“Les dernières attaques montrent le retour en puissance de Boko Haram au Nigeria”

© Capture d'écran France 24 Pour Wassim Nasr, journaliste à France 24, spécialiste des mouvements jihadistes, "la pratique de l'enlèvement fait partie de l'ADN de Boko Haram".

Boko Haram a revendiqué mardi l’enlèvement de plusieurs centaines de lycéens dans le nord-ouest du Nigeria. Une annonce qui témoigne de l’expansion territoriale du groupe jihadiste.

Le drame pourrait marquer un tournant important dans l’expansion de Boko Haram. Le groupe jihadiste a revendiqué, mardi 15 décembre, l’enlèvement de plusieurs centaines de lycéens dans le nord-ouest du Nigeria. Dans le détail, les autorités affirment que 333 adolescents sont toujours portés disparus depuis l’attaque de leur pensionnat à Kankara dans l’État de Katsina, au nord-ouest du pays, dans la nuit de vendredi à samedi.

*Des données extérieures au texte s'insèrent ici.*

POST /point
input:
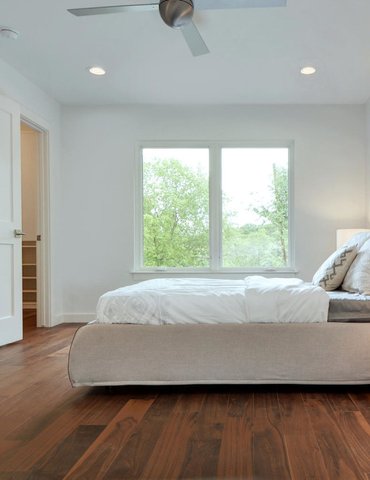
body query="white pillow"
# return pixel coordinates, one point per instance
(359, 239)
(357, 279)
(332, 272)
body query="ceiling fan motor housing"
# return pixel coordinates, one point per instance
(176, 13)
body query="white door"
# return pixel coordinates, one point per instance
(10, 221)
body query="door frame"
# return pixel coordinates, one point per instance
(43, 266)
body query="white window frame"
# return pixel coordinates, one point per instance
(215, 208)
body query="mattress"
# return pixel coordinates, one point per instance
(314, 353)
(348, 307)
(254, 299)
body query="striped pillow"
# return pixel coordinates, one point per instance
(332, 272)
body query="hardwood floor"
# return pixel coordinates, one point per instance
(49, 431)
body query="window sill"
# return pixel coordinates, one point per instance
(286, 272)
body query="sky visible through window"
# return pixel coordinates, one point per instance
(246, 174)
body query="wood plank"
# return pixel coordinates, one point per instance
(60, 460)
(337, 456)
(356, 431)
(300, 439)
(170, 450)
(270, 459)
(132, 459)
(95, 462)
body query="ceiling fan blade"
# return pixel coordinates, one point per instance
(194, 40)
(82, 12)
(226, 4)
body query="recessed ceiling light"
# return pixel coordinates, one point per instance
(7, 32)
(97, 70)
(308, 70)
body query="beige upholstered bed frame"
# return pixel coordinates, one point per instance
(329, 353)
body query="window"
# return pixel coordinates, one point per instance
(214, 207)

Le nombre de lycéens actuellement entre leurs mains n’était pas clair, certains d’entre eux ayant réussi à s’échapper lors de l’attaque et pouvant s’être perdus dans la campagne environnante au moment de leur fuite. Mais de nombreuses sources locales assurent qu’ils seraient plus de 500 à être toujours introuvables.

“L’ADN de Boko Haram”

Pour Wassim Nasr, journaliste à France 24 et veilleur analyste spécialiste des mouvements jihadistes, ce kidnapping à grande échelle “fait parti de l’ADN” de Boko Haram. L’expression ‘Boko Haram’ signifie “l’éducation occidentale est un péché” en haoussa, langue la plus répandue dans le nord du Nigeria.

 

“On s’attend à ce que la procédure soit la même que celle observée lors des précédentes attaques : enlèvement, demande de rançon des familles ou des autorités pour d’éventuelles libérations de quelque-uns, voire de tous. On peut aussi imaginer que Boko Haram veuille garder quelques élèves garçons pour que certains deviennent des combattants”, précise encore Wassim Nasr. 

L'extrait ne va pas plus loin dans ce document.